Si l'on regarde ensuite l'AVC, on trouve un schéma très similaire, avec environ la moitié des décès en excès liés à l'AVC. Et bien sûr, la raison pour laquelle il semble y avoir un chevauchement ici, c'est que ces affections interagissent, et l'on peut très bien avoir des patients qui subissent à la fois un AVC et un infarctus.
Et même pour l'insuffisance cardiaque, on peut voir qu'une proportion appréciable des décès en excès est liée à l'insuffisance cardiaque. Plus qu'à la COVID elle-même, car il s'agit de patients qui meurent sans avoir eu de contact avec la COVID précédant leur décès.

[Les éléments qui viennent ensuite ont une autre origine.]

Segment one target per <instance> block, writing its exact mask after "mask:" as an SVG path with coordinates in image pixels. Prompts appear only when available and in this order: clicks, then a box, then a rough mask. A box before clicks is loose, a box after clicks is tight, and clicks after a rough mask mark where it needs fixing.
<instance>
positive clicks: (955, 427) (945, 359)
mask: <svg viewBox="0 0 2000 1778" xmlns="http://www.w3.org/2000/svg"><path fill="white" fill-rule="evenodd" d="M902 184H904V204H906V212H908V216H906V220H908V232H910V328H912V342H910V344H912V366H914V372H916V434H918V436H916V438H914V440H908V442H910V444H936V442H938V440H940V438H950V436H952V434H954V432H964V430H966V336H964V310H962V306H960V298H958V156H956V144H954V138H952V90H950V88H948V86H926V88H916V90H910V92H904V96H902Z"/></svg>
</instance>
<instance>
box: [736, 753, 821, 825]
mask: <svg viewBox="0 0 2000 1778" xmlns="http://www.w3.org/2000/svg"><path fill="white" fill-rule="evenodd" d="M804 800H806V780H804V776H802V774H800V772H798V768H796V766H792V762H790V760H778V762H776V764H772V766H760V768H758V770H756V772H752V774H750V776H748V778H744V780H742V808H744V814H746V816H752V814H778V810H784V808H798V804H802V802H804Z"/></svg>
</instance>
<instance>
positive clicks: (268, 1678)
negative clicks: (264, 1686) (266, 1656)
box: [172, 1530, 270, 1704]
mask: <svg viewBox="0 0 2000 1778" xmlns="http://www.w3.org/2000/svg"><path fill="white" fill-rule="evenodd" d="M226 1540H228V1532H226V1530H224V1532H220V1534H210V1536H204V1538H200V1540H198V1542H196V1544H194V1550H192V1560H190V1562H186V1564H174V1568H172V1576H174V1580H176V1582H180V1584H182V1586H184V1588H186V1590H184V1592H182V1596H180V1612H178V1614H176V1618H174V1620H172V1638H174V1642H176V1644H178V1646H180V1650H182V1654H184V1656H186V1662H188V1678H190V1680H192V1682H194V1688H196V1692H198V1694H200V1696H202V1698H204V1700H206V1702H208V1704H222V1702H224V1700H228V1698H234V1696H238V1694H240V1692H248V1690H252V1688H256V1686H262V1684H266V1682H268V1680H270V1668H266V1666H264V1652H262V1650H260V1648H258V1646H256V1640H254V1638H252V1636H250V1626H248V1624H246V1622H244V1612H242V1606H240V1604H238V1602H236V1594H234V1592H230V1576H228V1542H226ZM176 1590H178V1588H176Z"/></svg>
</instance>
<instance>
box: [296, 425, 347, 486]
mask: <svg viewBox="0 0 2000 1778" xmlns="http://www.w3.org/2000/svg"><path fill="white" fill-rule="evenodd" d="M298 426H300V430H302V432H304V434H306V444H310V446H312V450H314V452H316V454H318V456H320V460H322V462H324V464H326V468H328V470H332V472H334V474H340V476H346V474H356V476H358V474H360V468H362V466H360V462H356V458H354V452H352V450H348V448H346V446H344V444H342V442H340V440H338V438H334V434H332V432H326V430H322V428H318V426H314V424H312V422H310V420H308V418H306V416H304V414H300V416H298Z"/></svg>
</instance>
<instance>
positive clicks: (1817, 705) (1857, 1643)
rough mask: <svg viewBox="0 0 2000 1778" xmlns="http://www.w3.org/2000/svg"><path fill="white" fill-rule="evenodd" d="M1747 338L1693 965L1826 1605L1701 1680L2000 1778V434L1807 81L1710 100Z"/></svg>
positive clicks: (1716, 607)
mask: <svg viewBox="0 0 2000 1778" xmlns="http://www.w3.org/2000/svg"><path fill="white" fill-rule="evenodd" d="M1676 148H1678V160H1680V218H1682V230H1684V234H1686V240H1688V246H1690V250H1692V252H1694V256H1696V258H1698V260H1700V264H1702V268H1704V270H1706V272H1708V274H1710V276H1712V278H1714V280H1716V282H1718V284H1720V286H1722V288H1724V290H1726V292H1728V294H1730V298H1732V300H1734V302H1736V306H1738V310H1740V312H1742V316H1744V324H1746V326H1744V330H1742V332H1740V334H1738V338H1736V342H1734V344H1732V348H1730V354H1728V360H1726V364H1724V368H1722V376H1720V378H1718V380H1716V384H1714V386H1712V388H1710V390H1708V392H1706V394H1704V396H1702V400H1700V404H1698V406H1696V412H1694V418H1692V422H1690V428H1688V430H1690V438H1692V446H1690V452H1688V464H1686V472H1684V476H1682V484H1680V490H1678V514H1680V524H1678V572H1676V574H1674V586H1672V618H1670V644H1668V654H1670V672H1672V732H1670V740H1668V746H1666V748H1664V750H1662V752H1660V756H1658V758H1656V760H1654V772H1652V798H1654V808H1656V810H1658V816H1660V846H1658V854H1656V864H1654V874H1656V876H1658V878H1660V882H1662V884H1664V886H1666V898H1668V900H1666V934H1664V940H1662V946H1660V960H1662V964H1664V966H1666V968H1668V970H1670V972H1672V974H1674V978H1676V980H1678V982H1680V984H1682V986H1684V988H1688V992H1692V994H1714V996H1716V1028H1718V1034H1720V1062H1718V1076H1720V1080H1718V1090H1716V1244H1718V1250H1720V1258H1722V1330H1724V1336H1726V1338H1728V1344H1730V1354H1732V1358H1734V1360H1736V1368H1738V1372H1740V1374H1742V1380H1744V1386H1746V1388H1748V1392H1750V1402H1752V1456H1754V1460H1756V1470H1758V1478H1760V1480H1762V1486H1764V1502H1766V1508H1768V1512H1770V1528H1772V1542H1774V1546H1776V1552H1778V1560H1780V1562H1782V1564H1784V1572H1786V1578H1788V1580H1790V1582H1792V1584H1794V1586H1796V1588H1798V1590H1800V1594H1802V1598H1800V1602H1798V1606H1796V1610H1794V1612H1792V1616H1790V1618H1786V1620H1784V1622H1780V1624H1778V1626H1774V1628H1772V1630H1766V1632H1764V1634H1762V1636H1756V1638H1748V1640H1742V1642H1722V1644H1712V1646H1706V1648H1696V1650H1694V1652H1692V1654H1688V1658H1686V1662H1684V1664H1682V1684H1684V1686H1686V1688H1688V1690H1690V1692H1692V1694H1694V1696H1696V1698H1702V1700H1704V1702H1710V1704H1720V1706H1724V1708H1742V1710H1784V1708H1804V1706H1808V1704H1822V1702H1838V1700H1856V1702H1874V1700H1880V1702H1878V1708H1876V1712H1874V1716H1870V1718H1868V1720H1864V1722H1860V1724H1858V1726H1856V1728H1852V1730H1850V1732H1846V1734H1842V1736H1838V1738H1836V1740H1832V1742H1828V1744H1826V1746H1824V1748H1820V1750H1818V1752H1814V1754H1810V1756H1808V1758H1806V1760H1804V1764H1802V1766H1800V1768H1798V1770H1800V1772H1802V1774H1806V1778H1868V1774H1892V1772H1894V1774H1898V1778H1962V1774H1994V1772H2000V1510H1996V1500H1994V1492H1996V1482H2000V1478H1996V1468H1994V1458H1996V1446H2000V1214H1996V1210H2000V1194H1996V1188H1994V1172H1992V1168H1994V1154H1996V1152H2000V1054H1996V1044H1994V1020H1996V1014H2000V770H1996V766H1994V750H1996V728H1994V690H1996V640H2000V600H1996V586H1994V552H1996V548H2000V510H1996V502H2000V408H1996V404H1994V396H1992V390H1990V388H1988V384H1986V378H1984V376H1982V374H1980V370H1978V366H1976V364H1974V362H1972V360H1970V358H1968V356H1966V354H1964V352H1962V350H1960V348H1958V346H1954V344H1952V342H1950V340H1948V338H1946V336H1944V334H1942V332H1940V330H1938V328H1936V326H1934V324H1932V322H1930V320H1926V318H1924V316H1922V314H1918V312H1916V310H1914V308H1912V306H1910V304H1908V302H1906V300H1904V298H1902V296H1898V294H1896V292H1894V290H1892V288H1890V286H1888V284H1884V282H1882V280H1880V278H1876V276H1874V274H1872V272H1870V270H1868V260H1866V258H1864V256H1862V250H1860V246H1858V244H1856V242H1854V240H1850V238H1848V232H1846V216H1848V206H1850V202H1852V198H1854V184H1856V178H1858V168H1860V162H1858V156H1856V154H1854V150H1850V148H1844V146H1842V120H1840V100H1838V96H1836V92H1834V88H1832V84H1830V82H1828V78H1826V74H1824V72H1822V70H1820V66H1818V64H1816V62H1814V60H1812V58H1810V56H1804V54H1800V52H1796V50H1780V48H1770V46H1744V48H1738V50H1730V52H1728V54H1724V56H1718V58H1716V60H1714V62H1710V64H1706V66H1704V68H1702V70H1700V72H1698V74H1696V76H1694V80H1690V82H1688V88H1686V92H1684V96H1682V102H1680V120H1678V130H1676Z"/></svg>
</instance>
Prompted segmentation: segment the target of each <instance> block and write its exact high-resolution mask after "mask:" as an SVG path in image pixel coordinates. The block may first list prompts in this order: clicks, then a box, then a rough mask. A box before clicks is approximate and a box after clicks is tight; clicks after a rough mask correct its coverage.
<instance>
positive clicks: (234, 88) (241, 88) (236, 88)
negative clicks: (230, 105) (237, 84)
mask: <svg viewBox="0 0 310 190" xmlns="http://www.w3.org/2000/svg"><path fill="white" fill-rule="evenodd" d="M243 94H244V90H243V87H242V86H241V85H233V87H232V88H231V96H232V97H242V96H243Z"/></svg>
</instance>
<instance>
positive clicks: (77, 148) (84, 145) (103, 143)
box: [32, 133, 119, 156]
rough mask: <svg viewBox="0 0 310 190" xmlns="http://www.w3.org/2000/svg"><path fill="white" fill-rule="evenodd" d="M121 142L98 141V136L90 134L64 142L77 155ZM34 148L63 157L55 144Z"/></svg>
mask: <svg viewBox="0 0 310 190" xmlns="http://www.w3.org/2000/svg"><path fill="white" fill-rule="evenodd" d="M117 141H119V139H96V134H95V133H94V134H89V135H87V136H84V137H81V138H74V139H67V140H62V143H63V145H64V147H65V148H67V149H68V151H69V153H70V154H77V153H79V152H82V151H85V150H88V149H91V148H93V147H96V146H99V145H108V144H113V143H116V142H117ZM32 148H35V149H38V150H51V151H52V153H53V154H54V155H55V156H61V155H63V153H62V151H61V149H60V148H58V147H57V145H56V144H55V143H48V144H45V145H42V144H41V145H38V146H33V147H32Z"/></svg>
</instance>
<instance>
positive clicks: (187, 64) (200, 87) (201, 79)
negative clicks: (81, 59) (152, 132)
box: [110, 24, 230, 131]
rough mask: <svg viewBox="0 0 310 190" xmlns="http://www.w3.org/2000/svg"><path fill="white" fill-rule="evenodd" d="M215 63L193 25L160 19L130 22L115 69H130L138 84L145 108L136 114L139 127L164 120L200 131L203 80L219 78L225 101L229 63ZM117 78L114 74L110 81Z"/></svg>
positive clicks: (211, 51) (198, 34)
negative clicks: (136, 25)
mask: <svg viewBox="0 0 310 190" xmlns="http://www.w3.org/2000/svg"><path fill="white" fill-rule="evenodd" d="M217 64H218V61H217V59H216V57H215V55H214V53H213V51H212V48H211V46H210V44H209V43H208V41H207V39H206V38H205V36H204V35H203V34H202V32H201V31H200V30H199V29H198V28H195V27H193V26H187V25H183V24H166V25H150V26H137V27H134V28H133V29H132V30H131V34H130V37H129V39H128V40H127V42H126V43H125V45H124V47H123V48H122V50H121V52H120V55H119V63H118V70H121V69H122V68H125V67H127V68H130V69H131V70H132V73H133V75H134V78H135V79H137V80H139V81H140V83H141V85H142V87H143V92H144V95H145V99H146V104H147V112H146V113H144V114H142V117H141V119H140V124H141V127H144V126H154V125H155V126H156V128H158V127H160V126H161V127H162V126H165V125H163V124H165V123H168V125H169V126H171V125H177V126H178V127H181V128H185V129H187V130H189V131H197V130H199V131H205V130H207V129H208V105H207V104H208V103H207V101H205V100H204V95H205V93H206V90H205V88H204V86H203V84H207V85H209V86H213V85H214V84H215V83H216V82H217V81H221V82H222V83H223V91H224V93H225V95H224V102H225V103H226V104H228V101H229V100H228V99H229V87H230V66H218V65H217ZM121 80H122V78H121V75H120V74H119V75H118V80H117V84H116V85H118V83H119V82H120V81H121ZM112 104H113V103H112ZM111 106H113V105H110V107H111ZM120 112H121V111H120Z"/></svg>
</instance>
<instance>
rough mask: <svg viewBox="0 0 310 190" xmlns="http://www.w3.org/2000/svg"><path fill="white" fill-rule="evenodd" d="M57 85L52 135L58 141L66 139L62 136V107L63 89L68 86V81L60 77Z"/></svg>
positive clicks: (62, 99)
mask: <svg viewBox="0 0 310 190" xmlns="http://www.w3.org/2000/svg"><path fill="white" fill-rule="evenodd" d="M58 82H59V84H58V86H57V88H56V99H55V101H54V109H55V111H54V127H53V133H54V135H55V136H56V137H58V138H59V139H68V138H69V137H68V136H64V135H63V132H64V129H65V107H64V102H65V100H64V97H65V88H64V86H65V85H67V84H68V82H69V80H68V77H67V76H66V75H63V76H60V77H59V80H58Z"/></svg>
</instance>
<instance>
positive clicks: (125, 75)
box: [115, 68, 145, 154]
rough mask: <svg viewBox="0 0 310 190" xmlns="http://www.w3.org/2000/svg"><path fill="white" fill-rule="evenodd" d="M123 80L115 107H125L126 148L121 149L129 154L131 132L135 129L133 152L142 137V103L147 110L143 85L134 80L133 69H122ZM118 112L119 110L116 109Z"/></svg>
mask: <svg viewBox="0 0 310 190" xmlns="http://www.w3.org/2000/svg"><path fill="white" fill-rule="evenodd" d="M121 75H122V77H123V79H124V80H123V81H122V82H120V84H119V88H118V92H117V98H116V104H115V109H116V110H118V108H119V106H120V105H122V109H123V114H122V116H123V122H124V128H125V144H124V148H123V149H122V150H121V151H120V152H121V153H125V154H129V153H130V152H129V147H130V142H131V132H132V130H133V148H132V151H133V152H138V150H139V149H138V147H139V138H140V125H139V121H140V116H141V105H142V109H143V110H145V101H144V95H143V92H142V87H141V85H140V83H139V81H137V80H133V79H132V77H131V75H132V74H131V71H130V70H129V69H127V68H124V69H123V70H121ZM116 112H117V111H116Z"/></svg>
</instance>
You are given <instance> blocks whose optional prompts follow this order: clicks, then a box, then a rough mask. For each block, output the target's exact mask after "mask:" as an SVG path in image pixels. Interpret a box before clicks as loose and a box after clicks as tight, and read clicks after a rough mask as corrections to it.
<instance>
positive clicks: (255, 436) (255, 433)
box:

Je pense donc que ce que nous avons perdu de vue pendant la pandémie, c'est que les maladies chroniques ont été le principal facteur contribuant aux moins bons résultats pendant la pandémie. Et alors que nous avons acquis un plus grand contrôle sur la pandémie, en grande partie grâce à la vaccination, mais plus récemment grâce à certains nouveaux médicaments anti-COVID innovants, nous avons perdu de vue le fait que la grande cible est celle que nous ne parvenions déjà pas à contrôler avec succès avant la pandémie, à savoir la gestion des maladies chroniques, et en particulier la cardiopathie ischémique.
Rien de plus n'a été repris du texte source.